LANSING, Mi. – (WLNS-TV)
It’s Parenting Connection Tuesday and 6 News is here for you with tips, strategies, and helpful reminders from local child development experts on how we can be better parents and guardians.
Today’s topic: Addressing Challenging Behaviors Positively.
This strategy seems almost impossible when kids do things that make you want to just yell out, but child experts say, those parental responses rarely work over the long-haul and can actually backfire.
Child experts say bad behavior is going to happen, a lot, and that leads to stress. Unfortunately, this stress can lead parents to address challenging behavior in a poor way, like yelling or threatening consequences that are impossible to impose. Child development expert Kendra Moyses says, keep your composure and stay away from empty threats.
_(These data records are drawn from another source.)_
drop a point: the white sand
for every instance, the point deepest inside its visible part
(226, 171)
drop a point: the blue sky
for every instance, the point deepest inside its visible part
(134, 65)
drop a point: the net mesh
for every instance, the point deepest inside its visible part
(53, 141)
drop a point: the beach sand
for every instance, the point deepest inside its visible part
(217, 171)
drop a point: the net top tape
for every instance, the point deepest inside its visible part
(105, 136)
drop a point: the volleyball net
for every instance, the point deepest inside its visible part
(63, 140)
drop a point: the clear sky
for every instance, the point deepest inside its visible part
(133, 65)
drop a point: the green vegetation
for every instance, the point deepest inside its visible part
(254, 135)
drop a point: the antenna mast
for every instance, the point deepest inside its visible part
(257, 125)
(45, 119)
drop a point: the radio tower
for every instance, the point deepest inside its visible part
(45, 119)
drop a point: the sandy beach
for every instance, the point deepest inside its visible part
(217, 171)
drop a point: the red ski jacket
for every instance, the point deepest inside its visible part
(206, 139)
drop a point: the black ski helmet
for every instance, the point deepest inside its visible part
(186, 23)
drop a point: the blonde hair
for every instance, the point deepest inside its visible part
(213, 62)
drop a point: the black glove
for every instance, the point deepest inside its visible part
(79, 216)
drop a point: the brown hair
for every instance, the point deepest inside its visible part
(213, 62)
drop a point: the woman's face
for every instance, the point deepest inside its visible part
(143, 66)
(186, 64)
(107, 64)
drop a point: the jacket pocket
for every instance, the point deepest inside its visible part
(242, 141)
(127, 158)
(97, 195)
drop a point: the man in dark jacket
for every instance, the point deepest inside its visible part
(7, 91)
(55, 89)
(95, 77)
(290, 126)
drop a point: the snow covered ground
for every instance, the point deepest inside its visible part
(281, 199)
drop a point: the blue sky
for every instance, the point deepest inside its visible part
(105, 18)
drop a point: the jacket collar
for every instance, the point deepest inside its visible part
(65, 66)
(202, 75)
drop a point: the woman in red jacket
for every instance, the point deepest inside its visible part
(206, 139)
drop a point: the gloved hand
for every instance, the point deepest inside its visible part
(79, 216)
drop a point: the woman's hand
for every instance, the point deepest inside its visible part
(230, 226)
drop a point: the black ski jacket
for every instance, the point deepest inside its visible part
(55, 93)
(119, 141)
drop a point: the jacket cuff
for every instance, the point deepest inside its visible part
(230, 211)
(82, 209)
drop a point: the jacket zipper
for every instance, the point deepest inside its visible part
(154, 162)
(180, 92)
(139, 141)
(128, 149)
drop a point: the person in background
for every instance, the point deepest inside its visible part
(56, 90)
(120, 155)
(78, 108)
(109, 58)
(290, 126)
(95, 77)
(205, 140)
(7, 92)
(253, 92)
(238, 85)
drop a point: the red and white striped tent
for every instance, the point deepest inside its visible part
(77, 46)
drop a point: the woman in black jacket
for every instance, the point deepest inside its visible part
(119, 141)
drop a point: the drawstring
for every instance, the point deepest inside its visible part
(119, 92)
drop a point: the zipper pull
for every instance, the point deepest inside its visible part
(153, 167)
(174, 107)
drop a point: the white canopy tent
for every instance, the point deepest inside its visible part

“When we are in a stressed out state, we throw out what we call empty threats, like, if you don’t pick up your toys you’re never going to watch tv again. That’s not a consequence a parent will follow up on, especially since that means they can’t ever watch tv while they are in the room.”
Here are four ways to help you address challenging behaviors positively:
*Use a warm, loving voice.
Kids not only respond to what you say, but how you say it — so screaming makes it tougher for kids to listen and comprehend what you want.
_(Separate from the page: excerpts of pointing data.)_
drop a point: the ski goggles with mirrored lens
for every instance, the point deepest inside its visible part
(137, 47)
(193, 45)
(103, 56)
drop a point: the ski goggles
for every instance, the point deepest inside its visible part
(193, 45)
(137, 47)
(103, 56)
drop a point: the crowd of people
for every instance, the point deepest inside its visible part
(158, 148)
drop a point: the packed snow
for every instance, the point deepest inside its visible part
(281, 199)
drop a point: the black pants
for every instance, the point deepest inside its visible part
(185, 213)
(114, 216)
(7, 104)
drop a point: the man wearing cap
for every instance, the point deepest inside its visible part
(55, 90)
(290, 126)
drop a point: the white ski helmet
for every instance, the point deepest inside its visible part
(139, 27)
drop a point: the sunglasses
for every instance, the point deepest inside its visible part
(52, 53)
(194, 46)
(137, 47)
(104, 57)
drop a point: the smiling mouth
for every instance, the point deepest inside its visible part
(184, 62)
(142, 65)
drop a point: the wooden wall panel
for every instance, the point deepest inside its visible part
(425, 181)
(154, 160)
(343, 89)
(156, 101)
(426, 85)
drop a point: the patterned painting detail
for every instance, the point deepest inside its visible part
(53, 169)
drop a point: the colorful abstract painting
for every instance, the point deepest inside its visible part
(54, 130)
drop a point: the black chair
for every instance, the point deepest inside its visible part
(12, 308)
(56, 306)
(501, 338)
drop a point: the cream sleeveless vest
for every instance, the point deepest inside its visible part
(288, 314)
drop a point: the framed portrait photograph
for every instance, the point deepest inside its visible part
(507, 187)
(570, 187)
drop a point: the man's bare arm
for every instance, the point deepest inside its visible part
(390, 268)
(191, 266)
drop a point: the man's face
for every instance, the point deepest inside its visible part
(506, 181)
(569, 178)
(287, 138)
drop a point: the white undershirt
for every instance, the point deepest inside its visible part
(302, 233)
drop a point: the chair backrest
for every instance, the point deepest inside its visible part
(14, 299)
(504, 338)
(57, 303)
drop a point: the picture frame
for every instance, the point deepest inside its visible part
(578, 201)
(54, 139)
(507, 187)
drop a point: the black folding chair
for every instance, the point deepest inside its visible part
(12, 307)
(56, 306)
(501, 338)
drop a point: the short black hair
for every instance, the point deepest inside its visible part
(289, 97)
*Explain why a behavior isn’t ok.
When kids understand why their actions are wrong, they are better able to stop it from repeating.
*Respond with empathy.
Instead of reacting to challenging behavior with anger — respond calmly and with understanding.
*Use positive language.
Tell your child what you want them to do, instead of threatening with consequences.
Child experts say, when using these methods to correct behavior your kids will respond better to your direction, and will lessen any friction you may create with harsh responses.